Le sue opere sono state esposte in varie mostre nazionali e internazionali, facendo conoscere scorci e aspetti della Sicilia nel modo.
È questa l'eredità culturale che lascia Giusto Sucato, pittore e scultore di Misilmeri, deceduto stamattina all'età di 65 anni.
«Quando vedo un reperto abbandonato - raccontava - già immagino come lo modificherò». E così chiodi, pezzi di ferro, arnesi del lavoro agricoli, aratri e zappe, sono diventati sculture o quadri. Alla rinfusa in un caleidoscopio di colori e forme hanno fatto capolino pesci in alluminio e dipinti definiti antropologici delle sue prime produzioni che analizzavano e bloccavano per sempre gli ambienti rurali di un tempo. In una ricerca che fissava su tela le pareti scrostate interne ed esterne e i tetti di un ambiente del secolo scorso dopo gli anni Cinquanta. E ancora le sculture a forma di sedia dedicate ad altri grandi artisti del passato.
Sucato si innamorò da giovane delle opere di Pablo Picasso.
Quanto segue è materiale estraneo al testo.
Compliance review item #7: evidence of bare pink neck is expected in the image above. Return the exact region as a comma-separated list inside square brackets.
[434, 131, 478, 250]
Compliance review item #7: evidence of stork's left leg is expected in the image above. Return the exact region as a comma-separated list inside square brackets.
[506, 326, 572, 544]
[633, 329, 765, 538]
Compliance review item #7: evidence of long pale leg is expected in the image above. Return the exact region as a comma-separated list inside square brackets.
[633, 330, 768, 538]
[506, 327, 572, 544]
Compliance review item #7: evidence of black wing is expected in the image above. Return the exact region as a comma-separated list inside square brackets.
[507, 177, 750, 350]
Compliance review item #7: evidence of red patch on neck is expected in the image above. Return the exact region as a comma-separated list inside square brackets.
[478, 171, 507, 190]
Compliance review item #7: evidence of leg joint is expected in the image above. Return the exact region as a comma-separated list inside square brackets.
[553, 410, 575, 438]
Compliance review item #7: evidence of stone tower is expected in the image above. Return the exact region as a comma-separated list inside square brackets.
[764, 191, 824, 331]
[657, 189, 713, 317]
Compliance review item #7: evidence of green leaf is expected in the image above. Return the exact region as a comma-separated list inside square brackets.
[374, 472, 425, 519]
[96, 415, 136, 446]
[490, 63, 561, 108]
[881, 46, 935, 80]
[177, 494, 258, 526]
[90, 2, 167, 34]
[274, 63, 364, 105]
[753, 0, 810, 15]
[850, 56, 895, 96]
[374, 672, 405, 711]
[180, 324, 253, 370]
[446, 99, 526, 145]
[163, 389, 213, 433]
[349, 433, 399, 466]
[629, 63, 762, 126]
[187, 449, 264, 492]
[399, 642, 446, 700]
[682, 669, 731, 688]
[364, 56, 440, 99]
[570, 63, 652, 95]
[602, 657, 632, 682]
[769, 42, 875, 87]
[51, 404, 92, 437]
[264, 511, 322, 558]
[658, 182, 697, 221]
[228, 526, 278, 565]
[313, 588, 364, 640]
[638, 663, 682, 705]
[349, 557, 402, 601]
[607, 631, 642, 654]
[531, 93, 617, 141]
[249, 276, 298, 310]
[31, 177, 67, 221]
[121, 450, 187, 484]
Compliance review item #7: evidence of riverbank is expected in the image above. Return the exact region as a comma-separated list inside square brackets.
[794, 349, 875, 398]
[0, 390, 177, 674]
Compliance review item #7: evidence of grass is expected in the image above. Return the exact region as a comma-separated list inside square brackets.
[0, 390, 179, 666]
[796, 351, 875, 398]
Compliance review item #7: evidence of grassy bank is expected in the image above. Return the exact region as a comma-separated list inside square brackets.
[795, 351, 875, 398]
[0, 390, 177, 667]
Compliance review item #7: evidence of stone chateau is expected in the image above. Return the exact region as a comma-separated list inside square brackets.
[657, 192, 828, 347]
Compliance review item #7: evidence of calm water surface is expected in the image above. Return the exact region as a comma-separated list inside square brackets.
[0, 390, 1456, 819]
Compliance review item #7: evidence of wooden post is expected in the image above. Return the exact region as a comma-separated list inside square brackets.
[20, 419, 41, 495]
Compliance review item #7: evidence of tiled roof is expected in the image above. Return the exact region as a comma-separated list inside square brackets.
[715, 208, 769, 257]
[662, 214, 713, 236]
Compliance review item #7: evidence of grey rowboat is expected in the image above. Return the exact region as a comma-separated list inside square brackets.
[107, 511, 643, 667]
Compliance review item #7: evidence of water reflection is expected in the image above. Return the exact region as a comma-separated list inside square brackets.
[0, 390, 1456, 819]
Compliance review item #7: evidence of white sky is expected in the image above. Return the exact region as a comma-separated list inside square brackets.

Al grande artista spagnolo diceva di essersi sempre ispirato. Poi lentamente le sue creazioni hanno lasciato spazio alla ricerca sulla materia e sull'analisi degli oggetti della civiltà contadina. Sucato è stato un autodidatta: elaborava di continuo le sue produzioni, che lo hanno portato negli anni a farlo conoscere, anche attraverso una serie di mostre. Un'analisi che ha sempre condotto dalla provincia, quei luoghi definiti una volta hinterland. Giusto amava ricordare episodi passati della sua vita: quando, ad esempio, incontrava Renato Guttuso alla Vucciria dove, negli anni '70, Sucato, gestì un locale per la vendita di vino, sfuso. Agli inizi degli anni '80 intensificò, la sua collaborazione con il critico d'arte Francesco Carbone, scomparso, il 23 dicembre 1999. Insieme a lui lavorò alla realizzazione del museo etno-antropologico 'Godranopoli', ospitato in una palazzina di 240 metri quadrati con una pinacoteca d'arte contemporanea e una biblioteca di storia e di cultura siciliana. Aprì nel 1983. Poi la struttura chiuse dopo la morte di Carbone.
«Certo - si rammaricava Sucato - sarebbe stato importante che avesse continuato con le sue esposizioni a documentare la civiltà contadina e pastorale». E lui ne sarebbe stato il naturale 'erede' nel gestirlo.